Jesús León Santos, de 42 años, un campesino indígena mexicano que realizó en los últimos 25 años un excepcional trabajo de reforestación en su región de Oaxaca, México, ganó este año el Premio Ambiental Goldman, una distinción de ecología similar al Nobel.
A Jesús León Santos se lo dieron porque cuando tenía 18 años decidió cambiar el paisaje donde vivía en la Mixteca alta, la tierra del sol. Aquello parecía un panorama lunar: campos yermos y polvorientos, desprovistos de arboleda, sin agua y sin frutos. Había que recorrer grandes distancias en busca de agua y de leña. Casi todos los jóvenes emigraban para nunca regresar, huyendo de semejantes páramos y de esa vida tan dura.
Con otros comuneros del lugar, Jesús León se fijó el objetivo de reverdecer los campos. Y decidió recurrir a unas técnicas agrícolas precolombinas que le enseñaron unos indígenas guatemaltecos para convertir tierras áridas en zonas de cultivo y arboladas.
El tequio. ¿Cómo llevar el proyecto a cabo? Haciendo revivir una herramienta indígena también olvidada: el tequio, el trabajo comunitario no remunerado.
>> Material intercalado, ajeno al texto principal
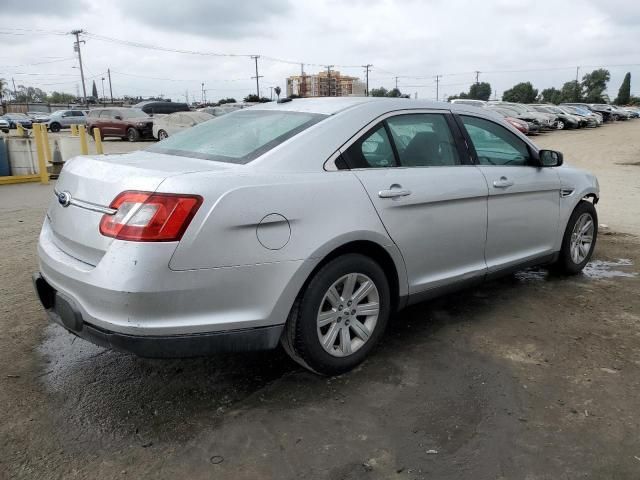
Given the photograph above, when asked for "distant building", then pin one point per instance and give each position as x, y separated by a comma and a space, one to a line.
324, 84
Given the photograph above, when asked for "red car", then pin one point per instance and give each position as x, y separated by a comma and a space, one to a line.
127, 123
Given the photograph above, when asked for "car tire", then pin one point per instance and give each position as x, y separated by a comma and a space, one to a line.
321, 313
579, 239
132, 134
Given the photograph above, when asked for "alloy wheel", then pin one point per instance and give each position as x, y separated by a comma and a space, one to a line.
582, 238
348, 314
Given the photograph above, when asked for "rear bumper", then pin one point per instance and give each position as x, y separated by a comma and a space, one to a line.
63, 311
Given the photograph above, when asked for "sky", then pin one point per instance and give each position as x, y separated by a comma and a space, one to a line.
211, 42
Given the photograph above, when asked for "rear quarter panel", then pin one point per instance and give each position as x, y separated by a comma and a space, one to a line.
322, 210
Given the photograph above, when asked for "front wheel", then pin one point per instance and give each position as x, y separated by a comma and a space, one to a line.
340, 316
133, 135
579, 239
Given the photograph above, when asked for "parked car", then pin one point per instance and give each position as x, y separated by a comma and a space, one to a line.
171, 124
469, 101
593, 119
65, 118
536, 118
227, 236
603, 110
563, 119
38, 117
15, 119
127, 123
528, 128
153, 107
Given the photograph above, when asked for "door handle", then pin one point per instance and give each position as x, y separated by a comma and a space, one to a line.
394, 191
504, 182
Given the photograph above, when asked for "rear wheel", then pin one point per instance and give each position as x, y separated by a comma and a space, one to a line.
579, 239
132, 134
340, 316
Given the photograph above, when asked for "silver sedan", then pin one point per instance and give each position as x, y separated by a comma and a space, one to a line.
305, 222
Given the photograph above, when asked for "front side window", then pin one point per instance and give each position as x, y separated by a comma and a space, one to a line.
494, 144
423, 140
238, 137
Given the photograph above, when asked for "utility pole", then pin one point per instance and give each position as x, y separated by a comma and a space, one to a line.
257, 77
367, 67
329, 67
77, 49
110, 89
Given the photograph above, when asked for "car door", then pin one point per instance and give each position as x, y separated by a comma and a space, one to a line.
430, 198
524, 198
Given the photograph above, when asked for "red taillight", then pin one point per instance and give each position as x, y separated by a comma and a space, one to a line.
150, 217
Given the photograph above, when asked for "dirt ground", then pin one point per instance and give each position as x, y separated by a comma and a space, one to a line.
531, 377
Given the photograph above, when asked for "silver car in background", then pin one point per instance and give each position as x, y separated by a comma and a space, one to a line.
305, 222
166, 125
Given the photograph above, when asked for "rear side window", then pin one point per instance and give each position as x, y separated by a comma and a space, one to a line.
494, 144
410, 140
238, 137
423, 140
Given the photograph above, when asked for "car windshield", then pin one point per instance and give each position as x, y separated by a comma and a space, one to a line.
237, 137
131, 113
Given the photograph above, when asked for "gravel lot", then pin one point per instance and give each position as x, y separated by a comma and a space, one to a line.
531, 377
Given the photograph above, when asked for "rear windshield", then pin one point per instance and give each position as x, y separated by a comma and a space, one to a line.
237, 137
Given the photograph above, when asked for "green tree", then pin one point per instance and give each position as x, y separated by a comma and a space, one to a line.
379, 92
594, 84
624, 94
570, 92
520, 93
30, 94
480, 91
551, 95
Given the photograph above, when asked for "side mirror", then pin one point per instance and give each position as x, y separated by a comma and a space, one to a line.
550, 158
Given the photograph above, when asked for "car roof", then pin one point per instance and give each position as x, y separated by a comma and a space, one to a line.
333, 105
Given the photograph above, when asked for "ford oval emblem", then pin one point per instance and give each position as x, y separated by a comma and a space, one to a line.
64, 199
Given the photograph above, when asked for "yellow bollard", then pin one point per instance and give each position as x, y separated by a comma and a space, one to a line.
98, 138
84, 146
45, 142
42, 164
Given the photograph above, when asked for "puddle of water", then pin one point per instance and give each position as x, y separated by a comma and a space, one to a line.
602, 269
533, 274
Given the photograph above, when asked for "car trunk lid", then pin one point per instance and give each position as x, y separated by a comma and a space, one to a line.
88, 185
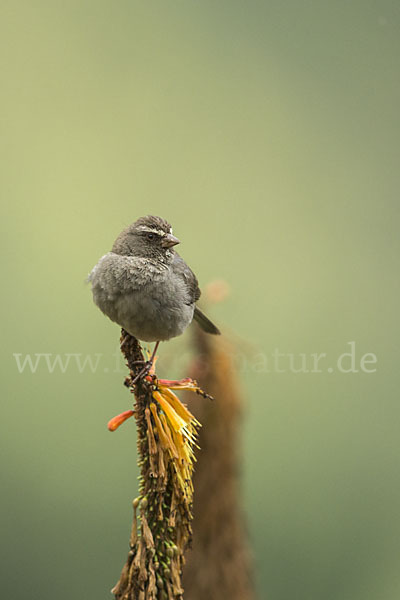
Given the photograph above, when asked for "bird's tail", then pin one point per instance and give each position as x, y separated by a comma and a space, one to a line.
205, 322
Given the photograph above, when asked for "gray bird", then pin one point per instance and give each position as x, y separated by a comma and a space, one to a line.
145, 286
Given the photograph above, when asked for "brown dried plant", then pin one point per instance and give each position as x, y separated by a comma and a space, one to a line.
219, 564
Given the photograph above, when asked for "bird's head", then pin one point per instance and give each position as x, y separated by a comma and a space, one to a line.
148, 237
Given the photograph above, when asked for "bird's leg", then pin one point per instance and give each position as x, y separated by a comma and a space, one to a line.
146, 366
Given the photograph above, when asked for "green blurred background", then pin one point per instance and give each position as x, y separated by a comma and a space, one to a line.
267, 134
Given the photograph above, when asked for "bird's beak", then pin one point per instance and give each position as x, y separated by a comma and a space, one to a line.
169, 240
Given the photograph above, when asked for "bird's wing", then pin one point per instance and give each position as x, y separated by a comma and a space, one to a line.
181, 269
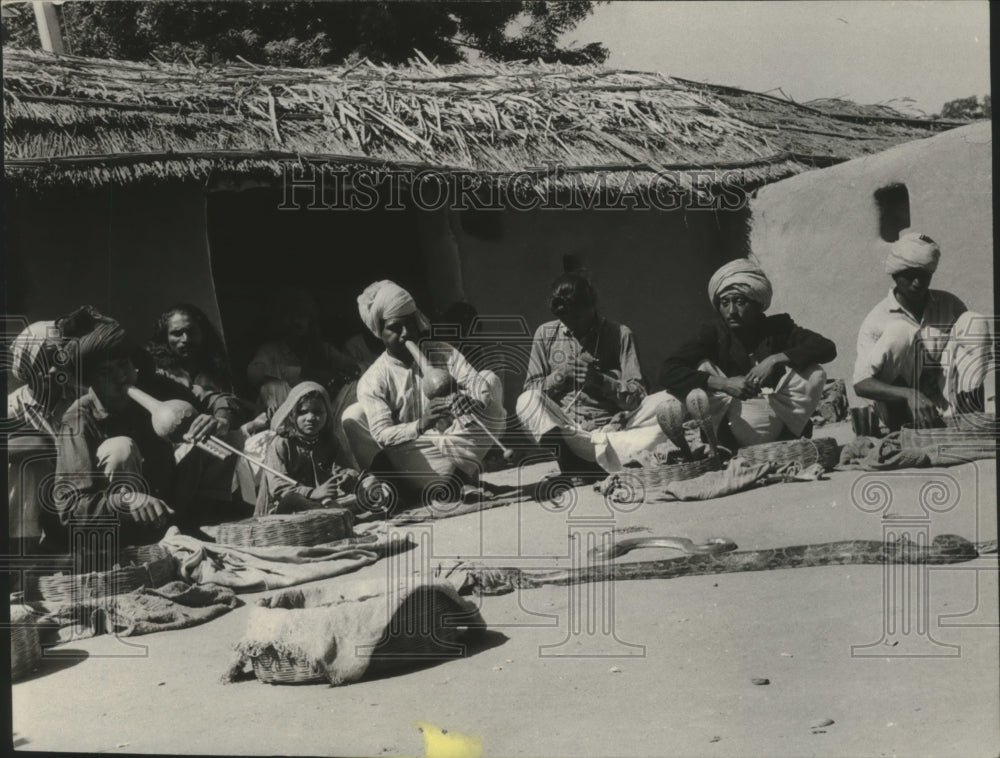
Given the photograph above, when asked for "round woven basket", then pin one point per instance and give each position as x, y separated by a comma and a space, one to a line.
25, 649
963, 432
658, 476
72, 588
301, 529
272, 668
823, 450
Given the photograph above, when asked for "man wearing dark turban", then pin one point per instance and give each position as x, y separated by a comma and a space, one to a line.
921, 353
761, 373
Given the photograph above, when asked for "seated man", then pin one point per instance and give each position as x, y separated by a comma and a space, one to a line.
760, 372
109, 460
187, 349
584, 393
921, 352
394, 429
32, 410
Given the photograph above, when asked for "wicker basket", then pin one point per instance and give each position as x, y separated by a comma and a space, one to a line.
300, 529
823, 450
271, 667
25, 649
963, 432
72, 588
659, 476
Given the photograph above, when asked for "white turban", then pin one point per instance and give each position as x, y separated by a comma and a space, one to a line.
385, 300
746, 278
913, 250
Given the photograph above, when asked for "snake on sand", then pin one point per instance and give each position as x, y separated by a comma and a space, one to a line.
720, 557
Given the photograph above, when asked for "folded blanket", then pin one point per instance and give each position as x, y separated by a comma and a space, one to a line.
175, 605
251, 569
341, 628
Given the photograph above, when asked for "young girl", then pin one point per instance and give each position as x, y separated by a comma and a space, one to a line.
304, 449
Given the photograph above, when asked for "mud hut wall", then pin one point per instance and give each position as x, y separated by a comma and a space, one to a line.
818, 235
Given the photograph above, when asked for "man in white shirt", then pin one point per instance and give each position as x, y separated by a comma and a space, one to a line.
396, 431
921, 353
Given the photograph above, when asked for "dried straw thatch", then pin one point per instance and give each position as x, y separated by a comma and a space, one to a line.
86, 122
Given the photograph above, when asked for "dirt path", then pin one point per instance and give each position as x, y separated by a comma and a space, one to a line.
674, 678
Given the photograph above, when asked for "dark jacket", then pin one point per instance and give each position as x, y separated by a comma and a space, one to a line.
717, 343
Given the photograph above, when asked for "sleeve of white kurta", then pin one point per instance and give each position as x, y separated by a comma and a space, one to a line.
373, 395
268, 365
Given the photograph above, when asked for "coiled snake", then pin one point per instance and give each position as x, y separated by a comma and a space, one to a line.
720, 557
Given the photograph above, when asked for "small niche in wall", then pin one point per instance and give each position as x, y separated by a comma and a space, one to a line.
893, 205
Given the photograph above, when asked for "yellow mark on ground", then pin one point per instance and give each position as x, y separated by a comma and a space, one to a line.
442, 743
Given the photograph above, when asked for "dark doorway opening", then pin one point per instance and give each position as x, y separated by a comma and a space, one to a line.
332, 254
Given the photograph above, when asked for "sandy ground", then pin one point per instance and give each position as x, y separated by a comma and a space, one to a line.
671, 675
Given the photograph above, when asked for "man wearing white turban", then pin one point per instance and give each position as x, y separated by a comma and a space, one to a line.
761, 373
921, 353
398, 433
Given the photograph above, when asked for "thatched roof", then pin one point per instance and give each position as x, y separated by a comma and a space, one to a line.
82, 121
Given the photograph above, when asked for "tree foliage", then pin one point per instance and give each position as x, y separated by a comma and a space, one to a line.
968, 107
317, 33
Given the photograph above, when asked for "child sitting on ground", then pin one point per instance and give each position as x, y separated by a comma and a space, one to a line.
304, 449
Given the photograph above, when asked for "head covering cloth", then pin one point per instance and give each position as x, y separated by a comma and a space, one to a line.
385, 300
744, 277
913, 250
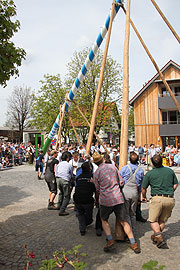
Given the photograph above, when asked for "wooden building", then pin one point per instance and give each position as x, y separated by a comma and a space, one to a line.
156, 117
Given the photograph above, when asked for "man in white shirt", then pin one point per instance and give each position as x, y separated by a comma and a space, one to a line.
64, 174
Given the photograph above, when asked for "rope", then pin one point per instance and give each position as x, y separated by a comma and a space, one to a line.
166, 21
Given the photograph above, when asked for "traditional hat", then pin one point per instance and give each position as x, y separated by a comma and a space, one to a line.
97, 157
53, 152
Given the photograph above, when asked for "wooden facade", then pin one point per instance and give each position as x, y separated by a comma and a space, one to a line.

Reunió a unas 400 familias de 12 municipios, creó el Centro de Desarrollo Integral Campesino de la Mixteca (Cedicam), y juntos, con recursos económicos limitadísimos, se lanzaron en la gran batalla contra la principal culpable del deterioro: la erosión.
En esa región, Mixteca, existen más de 50 mil hectáreas que perdieron unos cinco metros de altura de suelo desde el siglo XVI. La cría intensiva de cabras, el sobrepastoreo y la industria de producción de cal que estableció la Colonia deterioraron la zona. El uso del arado de hierro y la tala intensiva de árboles para la construcción de los imponentes templo dominicos contribuyeron definitivamente a la desertificación.
Jesús León y sus compañeros impulsaron un programa de reforestación. A pico y pala cavaron zanjas para retener el agua de las escasas lluvias, sembraron árboles en pequeños viveros, llevaron abono y plantaron barreras vivas para impedir la huida de la tierra fértil.
Luego, en un esfuerzo titánico, plantaron unos cuatro millones de árboles de especies nativas, aclimatadas al calor y sobrias en la absorción de agua.
Después se fijaron la meta de conseguir, para las comunidades indígenas y campesinas, la soberanía alimentaria. Desarrollaron un sistema de agricultura sostenible y orgánica, sin uso de pesticidas, gracias al rescate y conservación de las semillas nativas del maíz, cereal originario de esa región. Sembrando sobre todo una variedad muy propia de la zona, el cajete, que es de las más resistentes a la sequía.
Plantan entre febrero y marzo, que allí es la época más seca del año, con muy poca humedad en el suelo, pero cuando llegan las lluvias crece rápidamente. Al cabo de un cuarto de siglo, el milagro se produjo. Hoy la Mixteca alta está restaurada. Volvió a reverdecer. Surgieron manantiales con más agua. Hay árboles y alimentos. Y la gente ya no emigra.
Además, enterraron cisternas de ferrocemento, de más de 10 mil litros de capacidad, que también recogen el agua de lluvia para el riego de invernaderos familiares orgánicos.
El ejemplo de Jesús León es ahora imitado por varias comunidades vecinas, que también crearon viveros comunitarios y organizan plantaciones.